“Artificial intelligence is a challenge for GDPR. Especially when it uses people’s data.” Max Schrems is one of Europe’s leading privacy activists. He is the founder of Noyb, a non-profit that deals with online privacy protection. And he does not hide his fears about the use of AI for the collection and use of personal data. “When the AI Act comes into force we will see what the consequences of European regulation will be on this sector, but at the moment there is the GDPR – the European law on privacy, ed. – and from this point of view it will be necessary to understand whether it will be given to individual EU citizens the possibility of having a copy of their data present in the system. That is, if I type “Who is Max Schrems” into the system I will have an answer, and that answer is made up of data that must be accessed in some way. This raises a further question: in case of a wrong answer, will it be possible to correct it?”, he explains in an interview with our newspaper.

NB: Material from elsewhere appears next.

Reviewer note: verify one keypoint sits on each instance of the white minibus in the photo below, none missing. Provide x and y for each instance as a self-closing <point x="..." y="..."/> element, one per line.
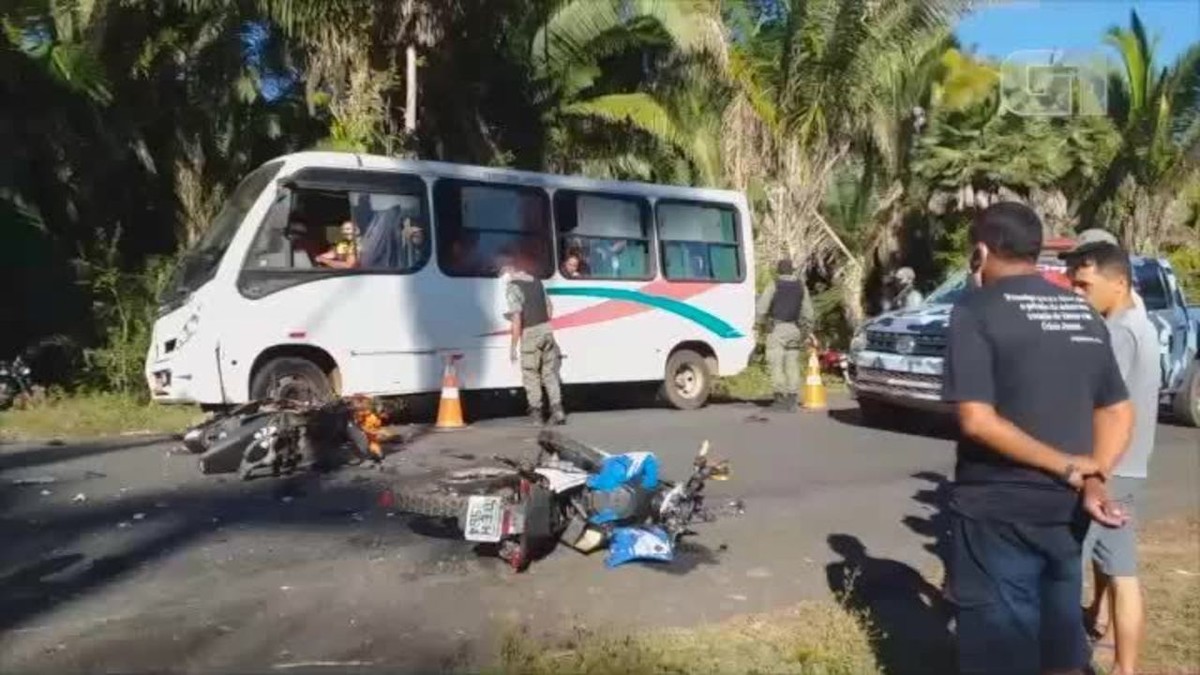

Artificial intelligence Stealing data from ChatGPT, using ChatGPT: this is how AI reveals names, surnames, faces and addresses of people by Emanuele Capone 03 December 2023
According to the activist, it is important that this innovation goes hand in hand with respect for fundamental rights. Because “If you can’t change that data once the AI system is trained, then you can’t use it.” Open questions. In conversation in Matteo Flora’s “Hello Internet” format, Schrems underlines another aspect of the issue: “I think we need to move away from the narrative that the use of more and more personal data for business is ‘innovative’. The GDPR can be seen as building regulations: it simply states things like ‘how high you can build’, but mainly ensures that buildings don’t collapse.”
Open questions. Which will receive definitive answers – perhaps – after the AI Act is applied. But Schrems is best known for having initiated a lawsuit against Meta after the revelations of Edward Snowden, who accused the American company of transferring the data of European citizens to the United States to power the service surveillance apparatus. Schrems, a lawyer, denounced Meta for failing to protect that personal data. The controversy ended with the ruling of the Irish Guarantor last May 2023, which fined Meta 1.2 billion. Meta has in the meantime implemented a paid service to prevent its data from ending up fueling advertisers’ advertising.
For Schrems the move is of little use. Not for the purposes of the right to privacy. Indeed: “With Facebook’s proposal, if, for example, you have a Facebook and Instagram account together on your phone, you will pay around 20 euros a month, equal to around 250 euros a year, just for not agreeing to something. This is a lot of money, and if you consider that you have 35 applications, it comes to around 8,000 euros per year for not giving consent. And if you don’t think about, I don’t know, having a family of four, you will find yourself with 36,000 euros a year. So, long story short, these are numbers where consent is probably no longer given freely, because the amount to be paid is extremely high.”